To read more about the extensive options for wine touring, click here on the official Hunter Valley website . Below is a summary of what's on offer.

Horse Drawn Carriage Tour:
A lovely way to see the Hunter. A couple I know well who went on this tour complained to me that they weren't happy with some of the wineries they were taken to, the chief complaint being about the 'tightness' of some winery hosts. Still, a great option for something different, a bit of romance and nostalgia of a slower era or something for the kids.

Coach Tour:
Some people like groups, some don't. Great for a bunch of friends, but not so much for a couple wanting 'private' time. You can hop on a tour from Sydney or from within the Hunter itself. There are coach tours that can cater to both large or small groups.

Private Tours:
There are a range of operators that can provide a tour of your choice, or at least with a combination of your input and their suggestions. Choose from a 4WD, stretch limo, cadillac, mini-bus or small car experience.

Self-guided Tour:
The best thing about this is that you can choose where you go and how long you wish to stay. Someone will need to stay sober though.

What's on offer
In the Hunter Valley you can sample olives, olive oils, dukkahs, vinegars, tapenades, jams, relishes, chocolate, fudge, cheese, boutique beers, smokehouse goods and, of course, a stack of wine.
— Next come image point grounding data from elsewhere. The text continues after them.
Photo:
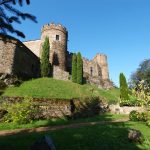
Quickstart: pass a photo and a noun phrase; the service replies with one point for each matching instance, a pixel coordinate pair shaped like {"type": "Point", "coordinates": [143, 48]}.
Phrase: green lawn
{"type": "Point", "coordinates": [51, 88]}
{"type": "Point", "coordinates": [63, 121]}
{"type": "Point", "coordinates": [97, 137]}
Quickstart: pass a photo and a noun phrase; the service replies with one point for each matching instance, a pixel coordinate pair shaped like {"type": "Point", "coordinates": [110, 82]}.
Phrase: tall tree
{"type": "Point", "coordinates": [45, 64]}
{"type": "Point", "coordinates": [79, 68]}
{"type": "Point", "coordinates": [124, 91]}
{"type": "Point", "coordinates": [142, 73]}
{"type": "Point", "coordinates": [74, 68]}
{"type": "Point", "coordinates": [7, 7]}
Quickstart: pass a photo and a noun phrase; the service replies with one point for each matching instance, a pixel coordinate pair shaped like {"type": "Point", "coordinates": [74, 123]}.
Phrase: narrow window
{"type": "Point", "coordinates": [57, 37]}
{"type": "Point", "coordinates": [91, 71]}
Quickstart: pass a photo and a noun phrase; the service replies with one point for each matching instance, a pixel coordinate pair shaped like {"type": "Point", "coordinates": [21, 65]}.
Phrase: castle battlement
{"type": "Point", "coordinates": [55, 27]}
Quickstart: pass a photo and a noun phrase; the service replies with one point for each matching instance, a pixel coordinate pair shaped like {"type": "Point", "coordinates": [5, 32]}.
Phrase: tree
{"type": "Point", "coordinates": [74, 68]}
{"type": "Point", "coordinates": [6, 21]}
{"type": "Point", "coordinates": [124, 91]}
{"type": "Point", "coordinates": [142, 73]}
{"type": "Point", "coordinates": [45, 64]}
{"type": "Point", "coordinates": [79, 69]}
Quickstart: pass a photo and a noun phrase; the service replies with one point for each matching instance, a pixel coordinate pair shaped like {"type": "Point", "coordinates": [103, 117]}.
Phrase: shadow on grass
{"type": "Point", "coordinates": [96, 137]}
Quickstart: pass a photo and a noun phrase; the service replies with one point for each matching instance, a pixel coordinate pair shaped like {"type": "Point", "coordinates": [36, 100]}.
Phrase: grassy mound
{"type": "Point", "coordinates": [51, 88]}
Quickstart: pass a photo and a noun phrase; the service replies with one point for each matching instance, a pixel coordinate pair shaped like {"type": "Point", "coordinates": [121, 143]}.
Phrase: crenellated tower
{"type": "Point", "coordinates": [101, 59]}
{"type": "Point", "coordinates": [58, 37]}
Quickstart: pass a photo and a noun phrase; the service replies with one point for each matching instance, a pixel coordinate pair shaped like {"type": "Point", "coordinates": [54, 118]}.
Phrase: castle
{"type": "Point", "coordinates": [23, 59]}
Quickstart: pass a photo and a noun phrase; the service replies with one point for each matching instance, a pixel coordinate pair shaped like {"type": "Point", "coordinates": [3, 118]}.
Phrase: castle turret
{"type": "Point", "coordinates": [58, 37]}
{"type": "Point", "coordinates": [101, 59]}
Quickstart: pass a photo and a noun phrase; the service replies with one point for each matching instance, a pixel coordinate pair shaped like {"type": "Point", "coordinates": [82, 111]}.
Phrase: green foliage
{"type": "Point", "coordinates": [74, 68]}
{"type": "Point", "coordinates": [124, 91]}
{"type": "Point", "coordinates": [141, 92]}
{"type": "Point", "coordinates": [136, 116]}
{"type": "Point", "coordinates": [19, 112]}
{"type": "Point", "coordinates": [45, 65]}
{"type": "Point", "coordinates": [142, 73]}
{"type": "Point", "coordinates": [79, 69]}
{"type": "Point", "coordinates": [95, 137]}
{"type": "Point", "coordinates": [52, 88]}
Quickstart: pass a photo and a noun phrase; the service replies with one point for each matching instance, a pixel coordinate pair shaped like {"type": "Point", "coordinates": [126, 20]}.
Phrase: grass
{"type": "Point", "coordinates": [62, 121]}
{"type": "Point", "coordinates": [51, 88]}
{"type": "Point", "coordinates": [96, 137]}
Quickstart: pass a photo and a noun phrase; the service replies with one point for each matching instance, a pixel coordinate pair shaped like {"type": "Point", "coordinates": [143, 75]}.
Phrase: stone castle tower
{"type": "Point", "coordinates": [58, 37]}
{"type": "Point", "coordinates": [95, 71]}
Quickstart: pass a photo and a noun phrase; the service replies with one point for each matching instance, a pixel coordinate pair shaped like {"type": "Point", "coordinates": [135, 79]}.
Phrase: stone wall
{"type": "Point", "coordinates": [17, 59]}
{"type": "Point", "coordinates": [34, 46]}
{"type": "Point", "coordinates": [101, 60]}
{"type": "Point", "coordinates": [58, 47]}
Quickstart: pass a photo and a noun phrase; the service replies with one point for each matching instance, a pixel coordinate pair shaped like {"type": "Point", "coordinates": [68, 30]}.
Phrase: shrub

To indulge in the above, check out the Hunter Valley Chocolate Company, Australian Regional Food Store and Cafe, Hunter Valley Cheese Factory, Hunter Valley Smelly Cheese Shop, Pukara Estate Olive Oils and Vinegars, Hunter Olive Centre, Pokolbin Village, Hunter Distillery and Bluetongue Brewery Cafe. This is only a sample of the places you can visit to feed your desire for exquisite tastes. Just don't blame me for the pimples and constipation.

Sensuous scenes of the vineyards and rolling hills will please the other senses and enhance the experience of that Shiraz rolling pleasantly down your palate. To walk off all that indulgence you won't be short of things to do in the Hunter, ranging from a walk over the extensive Hunter Valley Garden, horse-riding, cycling or hot-air ballooning.
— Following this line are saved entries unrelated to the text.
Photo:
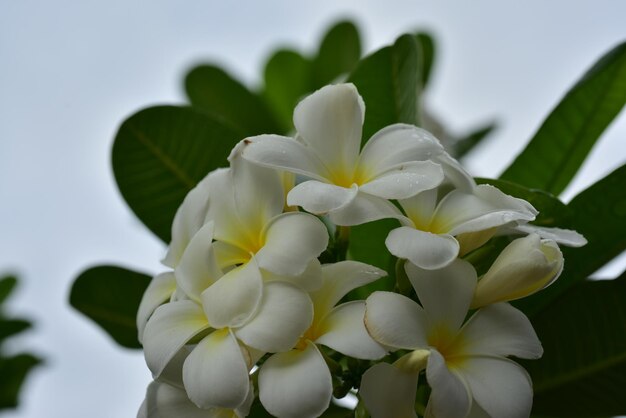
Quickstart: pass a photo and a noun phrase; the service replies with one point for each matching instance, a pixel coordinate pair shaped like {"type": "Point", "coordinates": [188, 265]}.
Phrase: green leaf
{"type": "Point", "coordinates": [7, 284]}
{"type": "Point", "coordinates": [160, 153]}
{"type": "Point", "coordinates": [388, 80]}
{"type": "Point", "coordinates": [287, 77]}
{"type": "Point", "coordinates": [110, 296]}
{"type": "Point", "coordinates": [211, 89]}
{"type": "Point", "coordinates": [338, 54]}
{"type": "Point", "coordinates": [14, 371]}
{"type": "Point", "coordinates": [583, 370]}
{"type": "Point", "coordinates": [561, 144]}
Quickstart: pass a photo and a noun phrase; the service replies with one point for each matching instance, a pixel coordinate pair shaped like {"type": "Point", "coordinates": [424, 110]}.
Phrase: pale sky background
{"type": "Point", "coordinates": [71, 71]}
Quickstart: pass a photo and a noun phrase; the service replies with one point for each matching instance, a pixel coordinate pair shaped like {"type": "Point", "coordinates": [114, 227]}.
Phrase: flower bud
{"type": "Point", "coordinates": [524, 267]}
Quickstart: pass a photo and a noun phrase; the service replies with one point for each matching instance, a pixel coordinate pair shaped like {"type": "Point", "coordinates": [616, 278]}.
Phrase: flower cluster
{"type": "Point", "coordinates": [246, 309]}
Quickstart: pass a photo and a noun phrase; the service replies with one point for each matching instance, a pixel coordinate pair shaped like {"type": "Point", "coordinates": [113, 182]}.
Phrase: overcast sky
{"type": "Point", "coordinates": [71, 71]}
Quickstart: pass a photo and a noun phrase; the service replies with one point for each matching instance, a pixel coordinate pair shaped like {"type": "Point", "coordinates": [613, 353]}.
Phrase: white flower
{"type": "Point", "coordinates": [524, 267]}
{"type": "Point", "coordinates": [467, 365]}
{"type": "Point", "coordinates": [351, 187]}
{"type": "Point", "coordinates": [298, 383]}
{"type": "Point", "coordinates": [427, 237]}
Wine and Food Tasting Etiquette and Ethics
I've often pondered the etiquette of trying before buying when it comes to food and wine tastings. If you are not intending on buying anything, it's probably not polite to go overboard on your test tastings. Many wineries commonly charge $5-$20 per person for you to partake of a wide selection of their wines. This gets around the whole issue of 'how much is polite' and ultimately makes for a more comfortable experience.

While the Hunter Valley is a pretty piece of Australia, it has a subtle dark side, which I would call pretentiousness to class. There is definitely a snobbery to wine tasting and a vanity to the promotion of consuming ultra-expensive food substances while many in our world can't put a meal on the table. But, don't let me put you off. I had a fine time in wine country. So will you. Just don't be tempted like I was to giggle over the waiter's description of the wine as 'a strawberry and peach bouquet with a floral lemon aftertaste."
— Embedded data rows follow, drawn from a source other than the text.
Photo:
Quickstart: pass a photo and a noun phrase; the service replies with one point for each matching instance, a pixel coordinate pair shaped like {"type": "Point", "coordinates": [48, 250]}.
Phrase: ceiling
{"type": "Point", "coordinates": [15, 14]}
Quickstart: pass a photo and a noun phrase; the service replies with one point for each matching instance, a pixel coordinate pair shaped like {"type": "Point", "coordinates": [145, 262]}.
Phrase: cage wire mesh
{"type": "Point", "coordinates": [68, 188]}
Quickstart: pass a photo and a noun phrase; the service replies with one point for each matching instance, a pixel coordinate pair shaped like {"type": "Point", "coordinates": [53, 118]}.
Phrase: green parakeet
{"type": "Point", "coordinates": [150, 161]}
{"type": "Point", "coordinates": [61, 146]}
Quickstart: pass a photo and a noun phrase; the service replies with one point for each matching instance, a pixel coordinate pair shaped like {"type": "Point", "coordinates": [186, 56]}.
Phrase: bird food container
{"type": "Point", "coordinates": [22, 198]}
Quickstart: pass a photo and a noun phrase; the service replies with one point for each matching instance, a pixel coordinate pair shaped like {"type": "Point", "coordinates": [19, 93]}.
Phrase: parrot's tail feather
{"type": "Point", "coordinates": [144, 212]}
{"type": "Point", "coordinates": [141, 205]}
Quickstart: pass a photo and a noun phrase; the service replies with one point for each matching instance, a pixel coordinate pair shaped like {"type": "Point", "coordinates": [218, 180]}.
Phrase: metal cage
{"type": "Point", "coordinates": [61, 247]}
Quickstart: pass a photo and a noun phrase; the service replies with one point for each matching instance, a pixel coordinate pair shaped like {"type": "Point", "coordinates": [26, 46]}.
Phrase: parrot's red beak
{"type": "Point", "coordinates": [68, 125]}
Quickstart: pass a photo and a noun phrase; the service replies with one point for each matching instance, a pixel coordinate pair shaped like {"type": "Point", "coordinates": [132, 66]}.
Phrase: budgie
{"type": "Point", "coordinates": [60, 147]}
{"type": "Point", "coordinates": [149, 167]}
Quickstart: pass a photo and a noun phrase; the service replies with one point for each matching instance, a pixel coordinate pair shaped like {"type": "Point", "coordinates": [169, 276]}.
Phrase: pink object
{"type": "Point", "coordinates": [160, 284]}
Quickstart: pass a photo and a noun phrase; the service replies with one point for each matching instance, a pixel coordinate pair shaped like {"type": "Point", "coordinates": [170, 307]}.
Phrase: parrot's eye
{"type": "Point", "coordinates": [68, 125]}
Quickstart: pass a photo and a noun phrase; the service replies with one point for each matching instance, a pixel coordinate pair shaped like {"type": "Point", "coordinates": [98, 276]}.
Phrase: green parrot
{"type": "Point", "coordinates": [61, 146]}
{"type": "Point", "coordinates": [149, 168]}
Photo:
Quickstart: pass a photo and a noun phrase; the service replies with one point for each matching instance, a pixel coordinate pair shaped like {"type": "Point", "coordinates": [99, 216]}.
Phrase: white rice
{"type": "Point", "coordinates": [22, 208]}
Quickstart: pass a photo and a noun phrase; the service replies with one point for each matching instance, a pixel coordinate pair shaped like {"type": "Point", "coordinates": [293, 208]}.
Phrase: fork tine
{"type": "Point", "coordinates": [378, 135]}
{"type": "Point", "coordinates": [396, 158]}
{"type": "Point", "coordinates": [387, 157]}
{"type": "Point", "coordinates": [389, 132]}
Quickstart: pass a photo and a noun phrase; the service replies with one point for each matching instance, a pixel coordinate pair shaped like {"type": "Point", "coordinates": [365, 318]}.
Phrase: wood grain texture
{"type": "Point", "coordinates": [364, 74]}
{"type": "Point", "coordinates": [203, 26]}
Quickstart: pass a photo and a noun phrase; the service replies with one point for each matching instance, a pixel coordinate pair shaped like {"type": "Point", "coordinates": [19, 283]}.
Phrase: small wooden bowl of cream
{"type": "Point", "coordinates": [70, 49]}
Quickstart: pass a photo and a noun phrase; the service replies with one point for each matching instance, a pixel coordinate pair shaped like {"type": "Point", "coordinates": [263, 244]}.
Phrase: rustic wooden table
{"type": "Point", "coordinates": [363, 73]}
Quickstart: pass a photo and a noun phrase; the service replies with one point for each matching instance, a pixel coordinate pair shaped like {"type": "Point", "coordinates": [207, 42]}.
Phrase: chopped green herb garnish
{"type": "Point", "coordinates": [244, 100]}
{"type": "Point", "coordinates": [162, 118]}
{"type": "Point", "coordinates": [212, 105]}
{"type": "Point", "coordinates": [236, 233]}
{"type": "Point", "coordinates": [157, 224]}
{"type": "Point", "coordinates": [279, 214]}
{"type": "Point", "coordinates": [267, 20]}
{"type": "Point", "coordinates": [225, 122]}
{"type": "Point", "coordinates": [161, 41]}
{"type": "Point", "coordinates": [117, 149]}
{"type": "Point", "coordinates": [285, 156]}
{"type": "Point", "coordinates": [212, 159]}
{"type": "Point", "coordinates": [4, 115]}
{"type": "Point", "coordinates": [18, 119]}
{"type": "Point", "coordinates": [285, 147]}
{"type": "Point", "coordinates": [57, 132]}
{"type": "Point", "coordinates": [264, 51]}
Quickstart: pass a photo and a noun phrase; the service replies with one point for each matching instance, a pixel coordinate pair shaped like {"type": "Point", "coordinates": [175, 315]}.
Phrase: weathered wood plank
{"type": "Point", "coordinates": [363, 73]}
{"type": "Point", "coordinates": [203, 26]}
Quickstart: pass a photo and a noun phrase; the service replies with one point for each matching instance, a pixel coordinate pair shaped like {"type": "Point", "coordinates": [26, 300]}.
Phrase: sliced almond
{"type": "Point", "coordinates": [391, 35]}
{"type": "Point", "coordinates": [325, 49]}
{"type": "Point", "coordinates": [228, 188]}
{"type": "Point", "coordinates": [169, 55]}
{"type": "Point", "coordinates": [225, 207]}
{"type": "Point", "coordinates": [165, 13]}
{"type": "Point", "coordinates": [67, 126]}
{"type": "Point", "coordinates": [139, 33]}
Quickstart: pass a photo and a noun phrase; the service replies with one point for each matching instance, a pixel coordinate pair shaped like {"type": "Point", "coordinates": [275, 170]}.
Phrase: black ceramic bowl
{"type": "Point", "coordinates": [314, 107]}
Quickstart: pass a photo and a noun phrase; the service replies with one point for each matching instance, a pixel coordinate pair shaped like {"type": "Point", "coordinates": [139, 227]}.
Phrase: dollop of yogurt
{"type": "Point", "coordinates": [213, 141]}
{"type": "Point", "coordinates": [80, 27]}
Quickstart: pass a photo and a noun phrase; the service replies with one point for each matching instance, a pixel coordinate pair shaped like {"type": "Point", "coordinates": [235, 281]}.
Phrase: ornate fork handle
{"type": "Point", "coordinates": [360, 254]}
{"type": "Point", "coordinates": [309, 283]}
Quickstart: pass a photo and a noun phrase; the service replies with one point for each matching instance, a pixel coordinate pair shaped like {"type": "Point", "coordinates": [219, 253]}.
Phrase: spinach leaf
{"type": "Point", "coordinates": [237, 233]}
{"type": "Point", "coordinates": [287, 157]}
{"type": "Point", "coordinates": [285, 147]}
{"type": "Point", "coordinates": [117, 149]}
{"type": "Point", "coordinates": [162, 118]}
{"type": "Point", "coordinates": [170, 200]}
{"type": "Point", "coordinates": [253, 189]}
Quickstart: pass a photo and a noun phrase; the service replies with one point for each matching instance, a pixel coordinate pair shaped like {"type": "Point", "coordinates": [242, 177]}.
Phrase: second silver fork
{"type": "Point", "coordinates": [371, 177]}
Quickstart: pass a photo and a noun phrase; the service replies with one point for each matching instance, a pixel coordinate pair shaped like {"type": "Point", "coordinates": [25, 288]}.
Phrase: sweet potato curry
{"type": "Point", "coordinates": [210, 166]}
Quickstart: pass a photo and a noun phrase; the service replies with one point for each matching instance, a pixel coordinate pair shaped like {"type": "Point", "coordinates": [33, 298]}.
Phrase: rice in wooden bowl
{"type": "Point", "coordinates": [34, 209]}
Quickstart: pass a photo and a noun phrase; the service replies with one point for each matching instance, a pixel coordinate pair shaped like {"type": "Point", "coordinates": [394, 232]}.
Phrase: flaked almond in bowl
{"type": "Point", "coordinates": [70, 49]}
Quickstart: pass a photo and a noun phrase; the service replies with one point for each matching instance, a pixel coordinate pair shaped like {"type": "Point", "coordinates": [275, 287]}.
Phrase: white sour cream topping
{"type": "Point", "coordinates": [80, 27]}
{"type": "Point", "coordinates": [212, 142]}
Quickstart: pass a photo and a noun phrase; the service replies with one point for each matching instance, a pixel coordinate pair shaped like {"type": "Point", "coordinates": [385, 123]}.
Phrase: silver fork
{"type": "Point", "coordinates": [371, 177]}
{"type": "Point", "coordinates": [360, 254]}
Dining out is another way to sample the excellent food and wine of the area. Some wineries even boast their own café's and restaurants. Food in the Hunter Valley is world class. The Keith Tulloch red wine blend (only produced every so often) and the amazing Rhubarb Violet Crumble at The Mill Restaurant was both the best wine and dessert I've ever consumed. Be warned – nothing comes cheap here and there's a price to pay for all that delightful food and drink, and I'm not talking just your waistline here.

Many Hunter Valley restaurants (like the Mill) also feature a live log fire in winter and top-notch hospitality service, which adds to the whole experience.

Be sure to book your restaurant place in advance – I had to ring around for quite some time on a recent Saturday night to find someplace that wasn't booked out. As the sixth most popular tourist destination in Australia, there is plenty of competition for a table place.

Enjoy the Hunter Valley - and if you make it, have a drink on me.